Rainer Widmayer

Personal information
- Date of birth: 2 April 1967 (age 58)
- Place of birth: Sindelfingen, West Germany
- Height: 1.83 m (6 ft 0 in)
- Position(s): Defender

Senior career*
- Years: Team / Apps / (Gls)
- 0000–1993: 1. FC Pforzheim
- 1993–1994: TSF Ditzingen
- 1994–1995: VfR Pforzheim
- 1995–1997: SpVgg 07 Ludwigsburg / 62 / (6)
- 1997–1999: SSV Ulm / 50 / (1)

Managerial career
- 2001: VfB Stuttgart II (caretaker)
- 2011: Hertha BSC (caretaker)
- 2022: Greuther Fürth (caretaker)

= Rainer Widmayer =

German footballer (born 1967)

Rainer Widmayer (born 2 April 1967) is a German football manager and former player.

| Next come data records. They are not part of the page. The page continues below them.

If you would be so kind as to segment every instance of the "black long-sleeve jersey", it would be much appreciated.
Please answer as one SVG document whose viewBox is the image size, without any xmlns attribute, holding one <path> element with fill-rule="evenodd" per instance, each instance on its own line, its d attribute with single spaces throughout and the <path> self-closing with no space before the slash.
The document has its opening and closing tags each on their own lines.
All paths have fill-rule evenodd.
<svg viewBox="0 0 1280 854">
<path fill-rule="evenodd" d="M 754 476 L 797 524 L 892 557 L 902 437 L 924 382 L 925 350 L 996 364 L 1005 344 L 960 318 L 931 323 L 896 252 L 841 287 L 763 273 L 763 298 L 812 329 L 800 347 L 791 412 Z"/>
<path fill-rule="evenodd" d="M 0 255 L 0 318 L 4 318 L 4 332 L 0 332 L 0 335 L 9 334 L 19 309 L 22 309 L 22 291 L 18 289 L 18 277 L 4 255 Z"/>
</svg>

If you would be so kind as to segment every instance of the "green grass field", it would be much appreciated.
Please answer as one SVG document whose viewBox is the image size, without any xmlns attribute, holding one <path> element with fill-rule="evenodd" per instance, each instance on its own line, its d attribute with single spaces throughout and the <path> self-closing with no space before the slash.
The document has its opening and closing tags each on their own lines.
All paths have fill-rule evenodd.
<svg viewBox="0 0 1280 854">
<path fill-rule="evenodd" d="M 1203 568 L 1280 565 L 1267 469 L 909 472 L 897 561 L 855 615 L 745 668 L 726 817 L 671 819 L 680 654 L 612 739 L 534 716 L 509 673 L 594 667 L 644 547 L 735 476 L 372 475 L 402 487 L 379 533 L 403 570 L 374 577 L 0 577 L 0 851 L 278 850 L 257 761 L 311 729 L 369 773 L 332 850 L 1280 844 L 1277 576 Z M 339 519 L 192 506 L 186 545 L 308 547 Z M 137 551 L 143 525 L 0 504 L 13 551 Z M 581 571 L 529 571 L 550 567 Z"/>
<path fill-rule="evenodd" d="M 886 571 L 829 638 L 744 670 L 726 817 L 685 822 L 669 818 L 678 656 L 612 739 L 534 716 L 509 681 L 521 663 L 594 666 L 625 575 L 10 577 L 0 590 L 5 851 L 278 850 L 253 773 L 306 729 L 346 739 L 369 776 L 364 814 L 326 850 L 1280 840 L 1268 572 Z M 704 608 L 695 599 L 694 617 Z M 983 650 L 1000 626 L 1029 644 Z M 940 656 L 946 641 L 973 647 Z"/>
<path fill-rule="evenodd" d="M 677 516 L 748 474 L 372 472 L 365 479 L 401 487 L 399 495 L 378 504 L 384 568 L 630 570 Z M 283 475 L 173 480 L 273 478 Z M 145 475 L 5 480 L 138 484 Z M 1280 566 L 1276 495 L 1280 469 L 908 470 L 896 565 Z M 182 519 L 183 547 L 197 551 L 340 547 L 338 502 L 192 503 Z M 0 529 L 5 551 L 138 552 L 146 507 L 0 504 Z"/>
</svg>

During his playing career, he played mostly in the lower divisions, except his final season, during which he played in the 2. Bundesliga for SSV Ulm. As manager, he has been assistant manager of Swiss clubs FC St. Gallen and Grasshopper Club Zürich. In Germany, he assistant managed Hertha BSC and the reserves and professional squad of VfB Stuttgart. After Markus Babbel was sacked as manager of Hertha BSC, Widmayer was appointed caretaker of the Berlin club. Several days later, having completed his duties of caretaker, Widmayer left Hertha altogether. In 2012 Widmayer was assistant coach of Markus Babbel for TSG Hoffenheim. In January 2021, Widmayer became assistant coach of the new head coach of Schalke 04, Christian Gross. In 2022, he was assistant coach of Greuther Fürth and in October he was the interim manager for one game.